Kitle iletişim araçları ve sosyal medyanın da yaygınlaşmasıyla Müslümanların içinde bulunduğu halden şikâyet eden, yakınan insan sayısında artış var. İnsan yeni bir kendini kandırma yöntemi mi gelişmekte tam olarak karar veremiyor. O kadar popüler söylemler yayılıyor ki, Diyanet İşleri Başkanı bile bayram hutbesinde “Tekbir getiriyoruz, birbirimizi öldürüyoruz!” şikâyetinde bulunuyor. Ne diyebiliriz; getirme ve öldürme! Ama zulme uğrayana, katledilene, işkenceye uğrayana, tecavüze uğrayana, işgal edilene, sömürülene kim “Sus, tekbir getirme, kıyam etme!” diyebilir?
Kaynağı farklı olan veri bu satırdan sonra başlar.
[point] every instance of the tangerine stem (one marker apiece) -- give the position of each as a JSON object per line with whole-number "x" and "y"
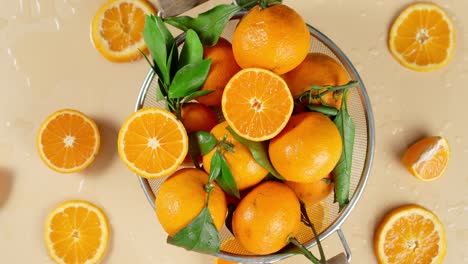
{"x": 304, "y": 250}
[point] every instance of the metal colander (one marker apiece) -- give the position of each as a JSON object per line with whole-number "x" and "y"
{"x": 360, "y": 110}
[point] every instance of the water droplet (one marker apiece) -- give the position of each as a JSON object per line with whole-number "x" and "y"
{"x": 80, "y": 187}
{"x": 57, "y": 23}
{"x": 3, "y": 23}
{"x": 374, "y": 52}
{"x": 397, "y": 130}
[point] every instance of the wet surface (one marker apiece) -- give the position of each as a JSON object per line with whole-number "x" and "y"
{"x": 48, "y": 62}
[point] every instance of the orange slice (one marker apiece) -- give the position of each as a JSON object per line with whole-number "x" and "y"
{"x": 76, "y": 232}
{"x": 257, "y": 104}
{"x": 422, "y": 38}
{"x": 68, "y": 141}
{"x": 410, "y": 234}
{"x": 117, "y": 29}
{"x": 428, "y": 158}
{"x": 152, "y": 142}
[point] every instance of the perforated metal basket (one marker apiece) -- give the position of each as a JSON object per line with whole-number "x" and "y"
{"x": 360, "y": 110}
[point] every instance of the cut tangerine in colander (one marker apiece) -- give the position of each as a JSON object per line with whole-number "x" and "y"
{"x": 68, "y": 141}
{"x": 76, "y": 232}
{"x": 422, "y": 38}
{"x": 152, "y": 142}
{"x": 257, "y": 104}
{"x": 117, "y": 29}
{"x": 410, "y": 234}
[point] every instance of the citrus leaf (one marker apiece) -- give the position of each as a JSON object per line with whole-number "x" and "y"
{"x": 200, "y": 235}
{"x": 342, "y": 171}
{"x": 248, "y": 4}
{"x": 189, "y": 79}
{"x": 259, "y": 153}
{"x": 172, "y": 61}
{"x": 200, "y": 143}
{"x": 326, "y": 110}
{"x": 208, "y": 25}
{"x": 192, "y": 51}
{"x": 196, "y": 94}
{"x": 215, "y": 166}
{"x": 228, "y": 220}
{"x": 226, "y": 180}
{"x": 159, "y": 40}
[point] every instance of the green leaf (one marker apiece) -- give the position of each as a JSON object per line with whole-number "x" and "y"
{"x": 326, "y": 110}
{"x": 192, "y": 51}
{"x": 209, "y": 25}
{"x": 200, "y": 235}
{"x": 248, "y": 4}
{"x": 159, "y": 40}
{"x": 259, "y": 153}
{"x": 200, "y": 143}
{"x": 206, "y": 141}
{"x": 172, "y": 60}
{"x": 226, "y": 180}
{"x": 160, "y": 91}
{"x": 342, "y": 171}
{"x": 215, "y": 166}
{"x": 189, "y": 79}
{"x": 196, "y": 94}
{"x": 228, "y": 220}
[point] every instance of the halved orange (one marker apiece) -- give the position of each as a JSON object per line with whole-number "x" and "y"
{"x": 257, "y": 104}
{"x": 117, "y": 29}
{"x": 224, "y": 261}
{"x": 410, "y": 234}
{"x": 422, "y": 38}
{"x": 428, "y": 158}
{"x": 76, "y": 232}
{"x": 68, "y": 141}
{"x": 152, "y": 142}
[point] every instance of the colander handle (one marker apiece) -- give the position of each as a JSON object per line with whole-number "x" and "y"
{"x": 342, "y": 258}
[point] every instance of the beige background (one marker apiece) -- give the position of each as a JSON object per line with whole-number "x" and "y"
{"x": 48, "y": 62}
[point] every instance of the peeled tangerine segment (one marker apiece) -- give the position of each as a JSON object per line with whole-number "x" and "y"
{"x": 428, "y": 158}
{"x": 422, "y": 38}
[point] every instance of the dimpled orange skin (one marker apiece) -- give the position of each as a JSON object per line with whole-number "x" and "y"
{"x": 266, "y": 218}
{"x": 223, "y": 67}
{"x": 198, "y": 117}
{"x": 313, "y": 192}
{"x": 245, "y": 170}
{"x": 275, "y": 38}
{"x": 307, "y": 149}
{"x": 317, "y": 69}
{"x": 181, "y": 198}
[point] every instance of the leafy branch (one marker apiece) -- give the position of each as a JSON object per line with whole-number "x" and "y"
{"x": 179, "y": 78}
{"x": 342, "y": 171}
{"x": 210, "y": 24}
{"x": 317, "y": 92}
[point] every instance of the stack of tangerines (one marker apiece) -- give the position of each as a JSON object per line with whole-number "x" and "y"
{"x": 255, "y": 81}
{"x": 266, "y": 157}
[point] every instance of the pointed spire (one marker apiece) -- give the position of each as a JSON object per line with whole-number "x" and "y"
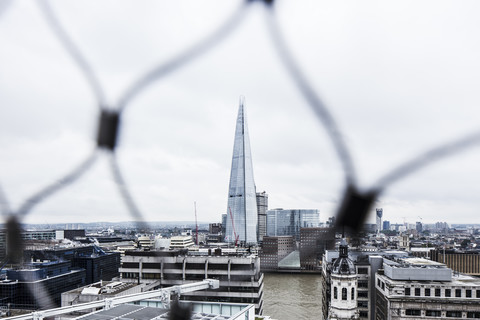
{"x": 242, "y": 206}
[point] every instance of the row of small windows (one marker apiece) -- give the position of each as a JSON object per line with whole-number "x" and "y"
{"x": 438, "y": 313}
{"x": 447, "y": 292}
{"x": 344, "y": 293}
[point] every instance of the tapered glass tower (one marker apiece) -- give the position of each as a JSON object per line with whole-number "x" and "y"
{"x": 242, "y": 204}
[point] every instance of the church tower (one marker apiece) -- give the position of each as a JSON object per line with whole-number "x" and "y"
{"x": 344, "y": 287}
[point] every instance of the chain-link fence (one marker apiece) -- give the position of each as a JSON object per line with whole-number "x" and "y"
{"x": 356, "y": 202}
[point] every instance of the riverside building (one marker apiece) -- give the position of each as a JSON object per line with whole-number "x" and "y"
{"x": 287, "y": 222}
{"x": 240, "y": 278}
{"x": 417, "y": 288}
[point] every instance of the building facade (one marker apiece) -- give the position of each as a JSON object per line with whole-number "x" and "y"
{"x": 262, "y": 207}
{"x": 240, "y": 278}
{"x": 273, "y": 250}
{"x": 343, "y": 294}
{"x": 379, "y": 216}
{"x": 39, "y": 285}
{"x": 242, "y": 216}
{"x": 464, "y": 262}
{"x": 421, "y": 289}
{"x": 313, "y": 243}
{"x": 288, "y": 222}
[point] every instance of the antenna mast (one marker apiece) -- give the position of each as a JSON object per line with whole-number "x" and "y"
{"x": 196, "y": 223}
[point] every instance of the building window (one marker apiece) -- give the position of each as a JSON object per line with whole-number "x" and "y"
{"x": 458, "y": 293}
{"x": 362, "y": 270}
{"x": 473, "y": 315}
{"x": 433, "y": 313}
{"x": 412, "y": 312}
{"x": 454, "y": 314}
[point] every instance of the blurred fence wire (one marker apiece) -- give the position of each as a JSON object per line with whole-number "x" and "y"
{"x": 353, "y": 209}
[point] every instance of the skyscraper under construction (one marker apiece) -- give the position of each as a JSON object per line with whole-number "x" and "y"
{"x": 242, "y": 205}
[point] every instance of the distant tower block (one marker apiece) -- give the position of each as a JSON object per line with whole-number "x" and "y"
{"x": 379, "y": 219}
{"x": 242, "y": 201}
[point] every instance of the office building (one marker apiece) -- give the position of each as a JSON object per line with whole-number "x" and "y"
{"x": 467, "y": 262}
{"x": 240, "y": 278}
{"x": 287, "y": 222}
{"x": 379, "y": 216}
{"x": 98, "y": 265}
{"x": 366, "y": 264}
{"x": 242, "y": 216}
{"x": 262, "y": 207}
{"x": 224, "y": 224}
{"x": 274, "y": 249}
{"x": 313, "y": 243}
{"x": 386, "y": 225}
{"x": 417, "y": 288}
{"x": 99, "y": 291}
{"x": 418, "y": 226}
{"x": 39, "y": 284}
{"x": 151, "y": 305}
{"x": 181, "y": 242}
{"x": 215, "y": 228}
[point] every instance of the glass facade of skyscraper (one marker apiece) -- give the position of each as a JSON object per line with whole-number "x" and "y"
{"x": 282, "y": 222}
{"x": 242, "y": 201}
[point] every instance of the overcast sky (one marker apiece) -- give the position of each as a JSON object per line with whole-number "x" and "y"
{"x": 399, "y": 77}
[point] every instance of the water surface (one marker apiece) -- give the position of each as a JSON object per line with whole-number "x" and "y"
{"x": 292, "y": 296}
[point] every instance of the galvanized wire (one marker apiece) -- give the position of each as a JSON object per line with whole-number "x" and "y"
{"x": 73, "y": 50}
{"x": 57, "y": 185}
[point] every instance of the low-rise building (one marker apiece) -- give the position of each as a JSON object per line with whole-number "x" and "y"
{"x": 240, "y": 278}
{"x": 417, "y": 288}
{"x": 275, "y": 249}
{"x": 181, "y": 242}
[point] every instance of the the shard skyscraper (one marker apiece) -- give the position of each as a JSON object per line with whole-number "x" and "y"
{"x": 242, "y": 204}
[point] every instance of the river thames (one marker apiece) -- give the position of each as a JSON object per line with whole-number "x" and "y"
{"x": 292, "y": 296}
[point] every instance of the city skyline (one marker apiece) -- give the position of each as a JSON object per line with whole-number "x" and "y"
{"x": 397, "y": 83}
{"x": 242, "y": 214}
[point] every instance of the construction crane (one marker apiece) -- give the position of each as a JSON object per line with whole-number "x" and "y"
{"x": 196, "y": 223}
{"x": 233, "y": 227}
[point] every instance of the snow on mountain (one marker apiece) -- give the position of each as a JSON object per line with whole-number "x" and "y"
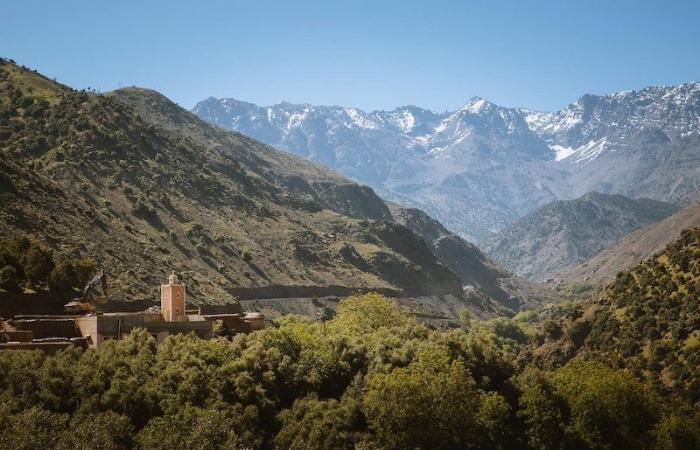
{"x": 482, "y": 166}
Kim kendisinde bu hakkı görüyor? Müslümana onursuzluktan başka bir şey önermeyen ve ucuz yoldan üstad payesi almış Cevdet Saidler mi? Bırakınız o piri faniyi şiirle meşgul olsun ve ud çalsın. Bize Kitab-ı Kerim’den, resullerden, sıddıklardan, şehitlerden, sabikundan örnek getiriniz!

Son bir not: Cemel ve Sıffin süreçlerinde yaşanan ihtilaflar ve sonrasındaki gerilimlerden rahatsız olan ve süreci değiştiremeyen sahabilerin bir kısmı fetih ordusuna katılıp mücahidlerle birlikte savaşıyor hatta bazıları da şehit düşüyor. Dolayısıyla içinde bulunulan halin yanlışlığı mümine pasifizmi, yanlış tavır ve konumlanmayı asla emretmez. Her hâlükârda müminin yapacağı çok iş var.